Capping the CAP 2
Above – Richard Lochhead at NFUS AGM. Image: Paul Watt Photography
The future shape of the Common Agricultural Policy for 2014-2020 has become clearer following the EU budget summit on 7 – 8 February and the European Parliament’s adoption of a negotiating mandate with the Commission and Council on 4th February.
One possible conflict between the Parliament and the EU leaders is on the subject of capping direct payments to farmers (see my previous Nov 2011 blog on the topic). As the Parliament noted,
“The distribution of direct income support among farmers is characterised by the allocation of disproportionate amounts of payments to a rather small number of large beneficiaries. Due to economies of size, larger beneficiaries do not require the same level of unitary support for the objective of income support to be efficiently achieved.” (1)
MEPs voted to cap direct payments paid to any one farm at €300,000 with additional reductions in payments for those receiving over €150,000.
At the EU budget summit, however, European leaders agreed that,
“Capping of the direct payments for large beneficiaries will be introduced by Member States on a voluntary basis.” (2)
This difference between the Council of Ministers and the Parliament will be one of the many items to be resolved over the coming months.
As far as Scotland is concerned, agriculture is devolved.

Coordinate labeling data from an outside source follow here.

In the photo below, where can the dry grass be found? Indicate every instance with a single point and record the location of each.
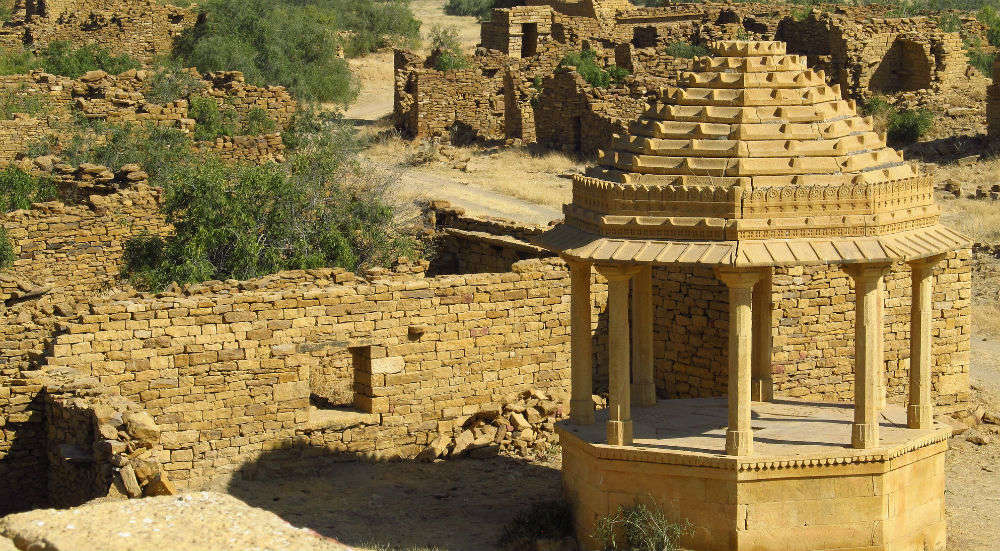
(431, 12)
(978, 219)
(540, 178)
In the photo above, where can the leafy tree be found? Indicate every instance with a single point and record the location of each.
(6, 249)
(18, 189)
(244, 221)
(294, 43)
(444, 41)
(586, 64)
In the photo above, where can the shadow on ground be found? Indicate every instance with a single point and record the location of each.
(453, 505)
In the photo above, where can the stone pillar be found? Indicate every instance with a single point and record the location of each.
(762, 389)
(920, 413)
(739, 436)
(581, 408)
(643, 385)
(619, 401)
(867, 352)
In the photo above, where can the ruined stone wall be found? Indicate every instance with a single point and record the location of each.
(873, 55)
(256, 149)
(652, 60)
(65, 255)
(98, 445)
(143, 29)
(517, 31)
(993, 102)
(436, 103)
(472, 244)
(814, 332)
(574, 116)
(225, 372)
(124, 99)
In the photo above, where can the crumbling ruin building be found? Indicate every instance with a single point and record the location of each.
(867, 55)
(143, 29)
(516, 90)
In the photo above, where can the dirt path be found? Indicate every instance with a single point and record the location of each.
(459, 505)
(972, 494)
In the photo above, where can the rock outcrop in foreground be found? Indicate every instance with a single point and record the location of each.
(200, 521)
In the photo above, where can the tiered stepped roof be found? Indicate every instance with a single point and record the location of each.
(753, 161)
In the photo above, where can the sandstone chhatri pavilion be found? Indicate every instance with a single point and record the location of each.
(755, 163)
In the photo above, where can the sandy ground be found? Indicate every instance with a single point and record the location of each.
(450, 505)
(463, 505)
(973, 472)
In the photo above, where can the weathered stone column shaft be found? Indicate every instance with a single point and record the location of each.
(762, 389)
(867, 354)
(619, 400)
(581, 408)
(643, 384)
(739, 435)
(920, 413)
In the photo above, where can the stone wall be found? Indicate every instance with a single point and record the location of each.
(465, 101)
(127, 99)
(814, 332)
(98, 445)
(65, 255)
(143, 29)
(993, 102)
(877, 55)
(226, 372)
(573, 115)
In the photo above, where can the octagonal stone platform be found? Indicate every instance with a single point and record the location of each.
(803, 487)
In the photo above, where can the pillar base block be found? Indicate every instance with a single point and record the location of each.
(739, 442)
(644, 394)
(864, 436)
(920, 417)
(761, 390)
(620, 433)
(581, 412)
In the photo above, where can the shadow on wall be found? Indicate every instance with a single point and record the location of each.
(457, 504)
(23, 469)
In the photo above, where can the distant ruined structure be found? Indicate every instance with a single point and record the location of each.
(756, 165)
(144, 29)
(516, 91)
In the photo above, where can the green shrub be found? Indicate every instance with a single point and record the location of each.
(22, 101)
(18, 189)
(543, 520)
(643, 526)
(257, 121)
(444, 40)
(173, 83)
(14, 61)
(949, 23)
(7, 256)
(246, 221)
(211, 120)
(686, 49)
(294, 43)
(478, 8)
(585, 63)
(61, 58)
(907, 126)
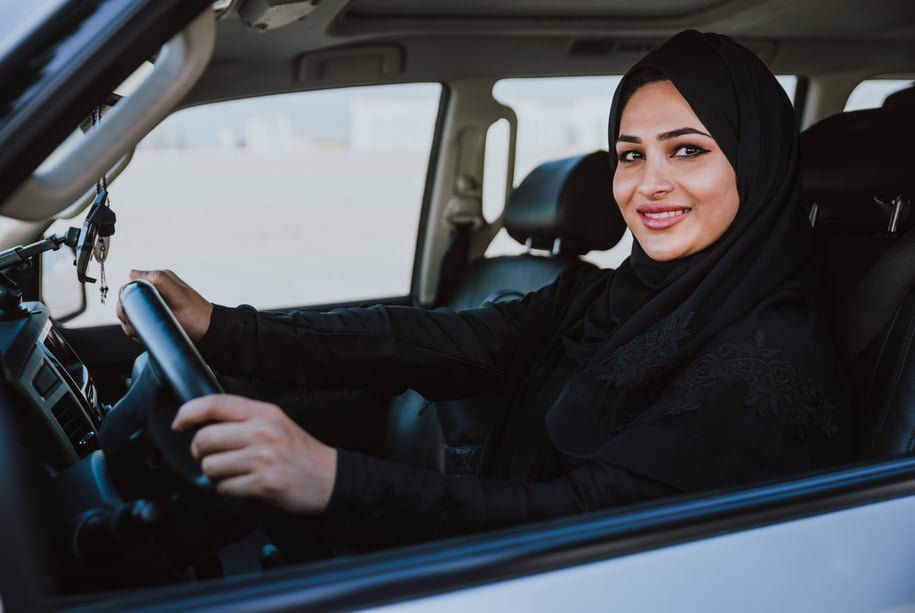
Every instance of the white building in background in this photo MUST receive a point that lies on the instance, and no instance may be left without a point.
(553, 131)
(391, 124)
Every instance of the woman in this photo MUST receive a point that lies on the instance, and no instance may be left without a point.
(702, 362)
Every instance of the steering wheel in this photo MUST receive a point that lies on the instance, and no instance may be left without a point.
(146, 457)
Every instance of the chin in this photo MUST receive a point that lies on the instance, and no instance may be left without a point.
(664, 253)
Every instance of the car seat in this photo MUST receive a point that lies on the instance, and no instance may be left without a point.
(563, 208)
(859, 180)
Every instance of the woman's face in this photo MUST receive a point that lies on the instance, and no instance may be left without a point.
(675, 187)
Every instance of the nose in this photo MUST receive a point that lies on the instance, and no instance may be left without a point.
(654, 181)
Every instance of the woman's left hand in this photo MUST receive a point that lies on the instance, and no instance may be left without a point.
(253, 449)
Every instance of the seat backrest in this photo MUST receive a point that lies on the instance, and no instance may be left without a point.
(859, 180)
(563, 208)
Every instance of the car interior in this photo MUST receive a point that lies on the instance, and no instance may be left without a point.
(501, 204)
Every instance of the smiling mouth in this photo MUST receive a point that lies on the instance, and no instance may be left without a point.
(659, 220)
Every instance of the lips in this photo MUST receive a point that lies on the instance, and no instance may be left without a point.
(661, 216)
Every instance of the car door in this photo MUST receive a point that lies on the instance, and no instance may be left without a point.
(300, 200)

If capping is to be left to member states to decide, then which way will Richard Lochhead and the Scottish Government decide to proceed? In Scotland, the amount of farm subsidy paid to the top 50 recipients increased from £22m in 2008, £24m in 2009, £27.6m in 2010 and £35m in 2011. The existing subsidies are allocated in a very unequal manner as the graph below shows. For 2011, the top 10% of farmers received £345 million – 48.6% of the total subsidy pot of £710.4 million. Over two-thirds of subsidy goes to the top 20% of farmers.
Were payments to be capped, this would apply to only the £500 million of so-called “direct payments”. Under the €300,000 cap proposed by the Commission and agreed by MEPs, this would result (based upon 2011 figures) in a clawback of £35 million from the 484 recipients of the largest subsidies (7% of the £500 million of direct payments).

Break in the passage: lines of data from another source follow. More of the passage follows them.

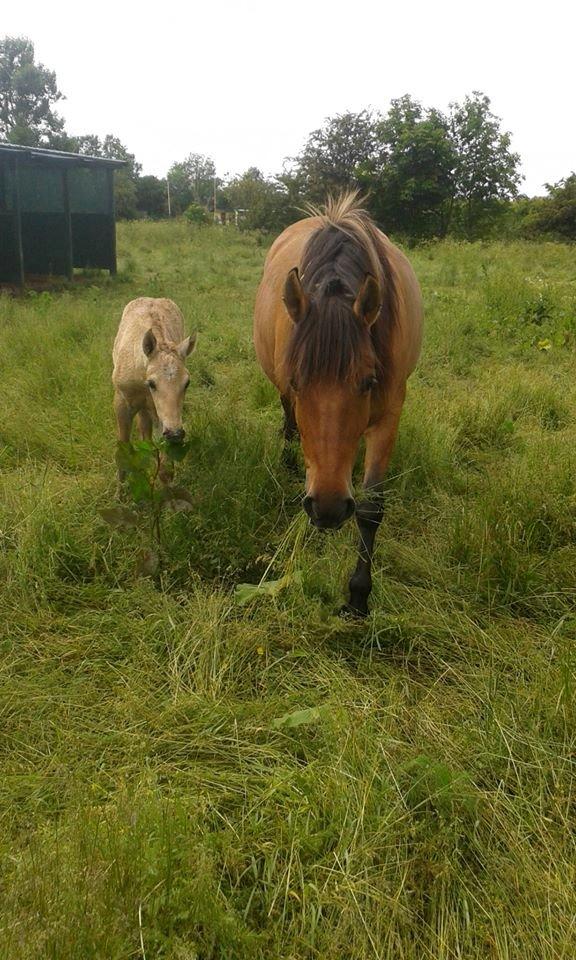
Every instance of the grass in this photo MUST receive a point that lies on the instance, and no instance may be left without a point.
(192, 778)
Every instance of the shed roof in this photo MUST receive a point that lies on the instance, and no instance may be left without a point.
(42, 153)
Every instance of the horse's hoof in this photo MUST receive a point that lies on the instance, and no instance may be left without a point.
(350, 612)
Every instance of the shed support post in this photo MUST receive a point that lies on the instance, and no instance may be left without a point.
(69, 248)
(18, 222)
(112, 215)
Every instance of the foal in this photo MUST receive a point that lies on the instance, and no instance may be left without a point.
(150, 377)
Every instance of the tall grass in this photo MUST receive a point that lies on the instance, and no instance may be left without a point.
(188, 777)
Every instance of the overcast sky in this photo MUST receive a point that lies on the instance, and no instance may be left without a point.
(245, 82)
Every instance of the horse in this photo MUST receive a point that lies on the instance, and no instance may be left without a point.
(150, 376)
(338, 330)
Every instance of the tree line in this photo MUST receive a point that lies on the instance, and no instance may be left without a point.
(426, 173)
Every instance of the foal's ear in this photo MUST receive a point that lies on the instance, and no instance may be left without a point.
(187, 346)
(295, 300)
(368, 301)
(149, 343)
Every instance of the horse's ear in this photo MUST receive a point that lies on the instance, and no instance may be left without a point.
(368, 301)
(149, 343)
(294, 298)
(187, 346)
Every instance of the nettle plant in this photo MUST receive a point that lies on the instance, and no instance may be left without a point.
(147, 468)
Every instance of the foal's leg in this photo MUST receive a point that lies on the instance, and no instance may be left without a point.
(145, 424)
(124, 416)
(380, 441)
(290, 434)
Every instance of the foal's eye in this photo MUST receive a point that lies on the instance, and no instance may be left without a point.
(367, 384)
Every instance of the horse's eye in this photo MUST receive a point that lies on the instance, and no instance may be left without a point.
(368, 384)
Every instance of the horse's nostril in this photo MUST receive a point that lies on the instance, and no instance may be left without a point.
(175, 435)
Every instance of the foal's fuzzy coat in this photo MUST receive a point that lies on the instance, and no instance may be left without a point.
(149, 375)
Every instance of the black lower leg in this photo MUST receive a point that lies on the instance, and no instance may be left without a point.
(368, 518)
(290, 434)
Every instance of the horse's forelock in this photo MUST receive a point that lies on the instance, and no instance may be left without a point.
(331, 342)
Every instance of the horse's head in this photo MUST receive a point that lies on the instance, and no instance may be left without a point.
(331, 368)
(167, 380)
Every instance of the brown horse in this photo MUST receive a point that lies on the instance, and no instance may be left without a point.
(338, 330)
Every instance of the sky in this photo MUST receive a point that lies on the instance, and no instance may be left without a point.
(246, 82)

Were a more reasonable cap to be adopted (say a maximum of £100,000 per farmer) then the amount that would be clawed back from the 813 farmers who receive more that this would total £53.9 million. (over 10% of the £500 million of direct payments).
This is money that could be used to support new entrants to farming and supporting local food schemes such as the Fife Diet.
Recent surveys of opinion have shown that the majority of Scottish farmers want a ceiling on the amount of subsidy any one farmer can receive. (3) Whether capping is left to member states or not is yet to be decided. But if it is, then Richard Lochhead has a decision to make and it will be interesting to watch what he decides to do. He is very close to the farming lobby.
At the National Farmers Union of Scotland AGM last week, he made the startling admission that for the past six years “I have had the honour of being your representative in Government”. (4) The last time I looked, Richard Lochhead MSP was the representative of the people of Moray and as a Minister in the Scottish Government he represents the interests of the people of Scotland.
It is always a danger that Ministers are captured by elite groups and the NFUS is both a powerful lobby group (what other organisation would attract 2 UK Cabinet Ministers and 2 Scottish Ministers to its AGM?) and is further dominated by the interests of the larger farmers and landowners who (it would appear) Mr Lochhead is in Government to represent.
As I say – it will be worth paying close attention to how this question resolves itself over the coming months.
(1) Amendment 8 to Regulation recital 15
(2) para 65 of Conclusion of 7 – 8 February 2013 EU Summit
(3) See Alyn Smith MEP consultation results and Scottish Government consultation
Agriculture is devolved? Yes, bits of it, we have a Scottish Rural Development Programme but it has to work within the rules and regs of the UK and ultimately the EU. The UK is the Member State NOT Scotland. The UK Agricultural budget is divided between the 4 UK nations by Westminster. Scotland receives the lowest percentage of the UK allocation yet arguably has to farm within a more challenging geographic environment.
As far as your criticism of Richard Lochhead Andy, don’t be fooled by only focussing on the more high profile press coverage of his hard work with one sector of the rural economy. As a stakeholder in the Grow Your Own Group and many more key food and community related groups, I can assure you his support and action across so many rural sectors, although largely under the media radar, is recognised by those who raise issues and share his vision. Scotland Food & Drink, Zero Waste Scotland, Sustainable Fisheries, all are integral to the rural economy. The farming lobby is only one of many rural sectors. Most accept that the legacy of 2005 – 2013 Direct payments has stifled innovation and held us back as you intimate. So like you, but with perhaps more faith, I will be interested to see what our Minister can achieve within the limits of his powers in an EU Region.
We have to push for a fairer deal for Scotland’s farming industry, it has been squeezed to much over the years. Carse of Gowrie is a prime example, once one of the most productive areas in Europe.